Written by: Tash Evans
What is a “gap”?
If you own or are targeted on a GRR or NRR number, you’ll know your target or your financial plan for the quarter and for the year. But do you know how far away you are from hitting it? And do you have a data-driven plan to get there?
We call the difference between your forecast and your target/financial plan your “gap”.
See this article on how to calculate your forecast through Hook and therefore calculate your “gap”.
Creating a Data-Driven Plan to Plug your “gap”
Once you know your “gap” you know exactly how many churn dollars you are away from hitting your target. Now we use Hook to hunt down those churn dollars that you want to find to hit target, in a few different ways:
Evaluating risk that could be mitigated
Review your Very Low and Low Engagement Level buckets in the Customer Distribution section - how much of that red renewing ARR do you think you could move up to yellow or green? How many dollars would you get back in your forecast?
Improving retention rates on healthy accounts
Review your High bucket. What’s the difference in renewal rate percentage from High to Very High? If you moved all High to Very High, how would that improve your forecast?
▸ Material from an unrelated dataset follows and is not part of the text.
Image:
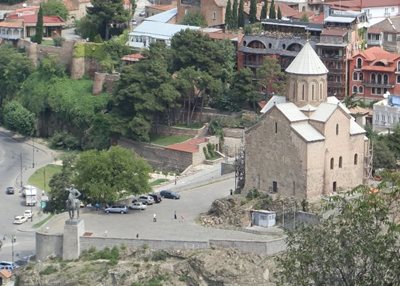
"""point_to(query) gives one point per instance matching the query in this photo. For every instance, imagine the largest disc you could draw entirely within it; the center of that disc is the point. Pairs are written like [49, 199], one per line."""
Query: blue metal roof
[163, 17]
Re-deploying CS resources to your riskiest areas
Analyse your risk in the Customer Distribution by Segment, CS Tier, Geo and Renewal Quarter. Do you need to reallocate your CS resource more to specific segments, tiers or geographies based on where your risk sits? Which quarter has the most risk? How much risk sits in your business three or four quarters out, where you’ve got the most time to influence it?
Turning around your biggest swing accounts
Review your highest ARR customers in the Very Low and Low buckets. If you turn those into High or Very High, how many dollars would you get back in your forecast?
Use this analysis to create a data-driven plan on how you will hit your forecast.